In a blog post on the civil service website, two senior civil servants from the Race Disparity Unit (RDU) wrote an article entitled: "Why we’ve stopped using the term ‘BAME’ in government".
The article spelled out the new civil service policy on this issue.
It said: "How we write about race and ethnicity matters a lot.
"As civil servants, we need to be as precise as we can in our language when describing different ethnic groups."
It continued: "We also need to be precise in developing solutions to address the gaps in outcomes between those groups."
The Government are on board with the service's new position on the issue. "Inclusive Britain" was published in March 2022 and also commits the Government to dropping the term.
In the civil service explanation for why the term is being ditched, the authors argue: "'BAME' is a catch-all term, frequently used to group all ethnic minorities together.
"This can disguise huge differences in outcomes between ethnic groups.
"For example, we know that the picture of educational achievement across different ethnic groups is complex."
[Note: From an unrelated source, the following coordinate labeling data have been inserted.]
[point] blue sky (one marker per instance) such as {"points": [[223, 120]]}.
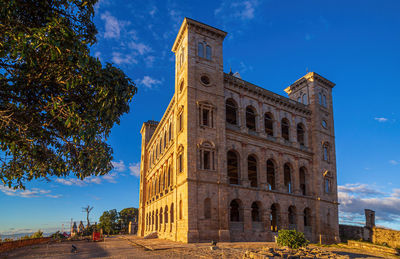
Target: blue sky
{"points": [[271, 44]]}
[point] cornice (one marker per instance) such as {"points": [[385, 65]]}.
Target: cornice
{"points": [[199, 27], [310, 77], [261, 92]]}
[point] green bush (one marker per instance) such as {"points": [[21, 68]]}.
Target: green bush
{"points": [[291, 238]]}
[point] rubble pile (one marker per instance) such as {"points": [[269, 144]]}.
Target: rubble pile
{"points": [[284, 252]]}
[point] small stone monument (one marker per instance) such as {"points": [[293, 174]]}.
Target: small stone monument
{"points": [[369, 218]]}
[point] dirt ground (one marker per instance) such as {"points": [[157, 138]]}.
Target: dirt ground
{"points": [[133, 247]]}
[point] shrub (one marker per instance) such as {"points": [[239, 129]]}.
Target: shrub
{"points": [[291, 238]]}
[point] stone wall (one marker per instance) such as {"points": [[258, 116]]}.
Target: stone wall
{"points": [[11, 245], [383, 236]]}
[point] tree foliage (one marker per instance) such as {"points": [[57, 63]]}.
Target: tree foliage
{"points": [[57, 103], [291, 238]]}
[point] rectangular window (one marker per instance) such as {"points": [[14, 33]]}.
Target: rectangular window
{"points": [[206, 160], [180, 163], [180, 121]]}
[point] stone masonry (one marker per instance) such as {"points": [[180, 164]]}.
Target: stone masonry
{"points": [[231, 161]]}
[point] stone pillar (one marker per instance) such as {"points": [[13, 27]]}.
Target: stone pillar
{"points": [[369, 218]]}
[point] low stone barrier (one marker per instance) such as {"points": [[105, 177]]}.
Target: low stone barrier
{"points": [[372, 247], [11, 245]]}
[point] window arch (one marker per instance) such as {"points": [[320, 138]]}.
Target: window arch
{"points": [[292, 217], [166, 214], [325, 154], [274, 217], [250, 118], [307, 217], [255, 212], [271, 174], [235, 211], [161, 217], [305, 99], [327, 182], [287, 177], [301, 134], [302, 176], [285, 129], [207, 156], [269, 124], [200, 50], [233, 167], [207, 208], [180, 209], [208, 52], [252, 170], [171, 212], [231, 111]]}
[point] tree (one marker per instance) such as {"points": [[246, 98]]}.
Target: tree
{"points": [[87, 209], [57, 103], [109, 221], [126, 215]]}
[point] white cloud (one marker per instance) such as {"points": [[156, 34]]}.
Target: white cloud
{"points": [[134, 169], [120, 58], [381, 119], [119, 166], [33, 193], [112, 26], [140, 47], [243, 10], [149, 60], [354, 198], [393, 162], [148, 82]]}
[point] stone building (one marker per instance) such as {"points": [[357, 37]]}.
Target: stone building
{"points": [[231, 161]]}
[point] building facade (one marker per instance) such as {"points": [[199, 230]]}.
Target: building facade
{"points": [[231, 161]]}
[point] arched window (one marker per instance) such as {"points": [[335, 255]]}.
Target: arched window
{"points": [[307, 217], [207, 208], [285, 129], [271, 174], [252, 170], [325, 154], [327, 182], [231, 112], [305, 99], [208, 52], [302, 176], [300, 134], [287, 177], [233, 167], [255, 213], [180, 210], [161, 217], [166, 214], [200, 50], [171, 212], [169, 176], [274, 217], [235, 211], [269, 124], [292, 217], [250, 118], [156, 219]]}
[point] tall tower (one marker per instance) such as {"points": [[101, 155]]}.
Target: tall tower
{"points": [[199, 90], [316, 92]]}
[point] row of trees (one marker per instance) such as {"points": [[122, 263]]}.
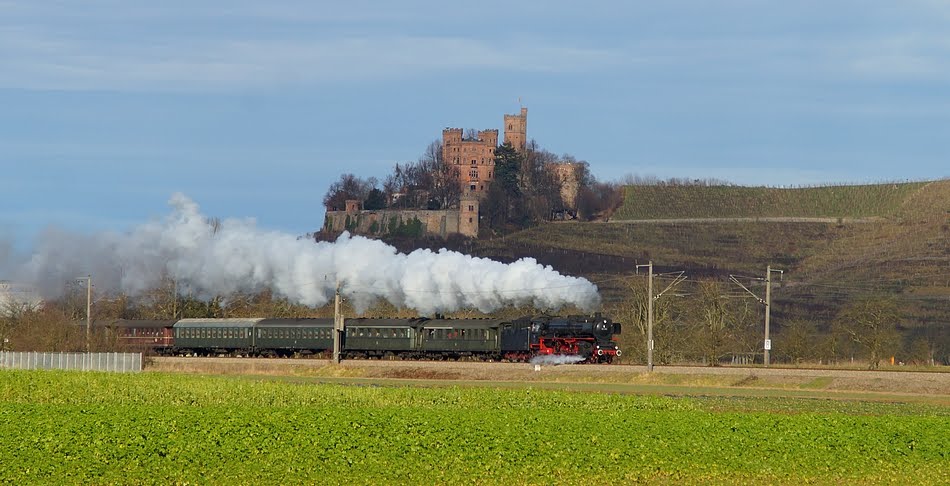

The article notes 'BAME' schoolchildren at state schools from Chinese, Indian and Bangladeshi backgrounds perform higher than the average pupils in English and Maths GCSEs. However viewing those pupils performance from a BAME perspective would "mask" the poorer performances of other children.
It is also argued in the article that the term BAME is "unintentionally divisive" because it "emphasises certain ethnic minority groups (Asian and black) and excludes others, such as the ‘mixed’, Gypsy, Roma and Traveller and ‘other white’ ethnic minority groups".
Ethnic minority groups also "dislike" the term BAME, according to the RDU.
The service say that instead of using the "catch-all" phrase, staff should refer to ethnic minorities using "the specific ethnic classifications of the census."
In cases where a generalisation is necessary, staff have been advised to say "'ethnic minorities' or 'people from ethnic minority backgrounds'."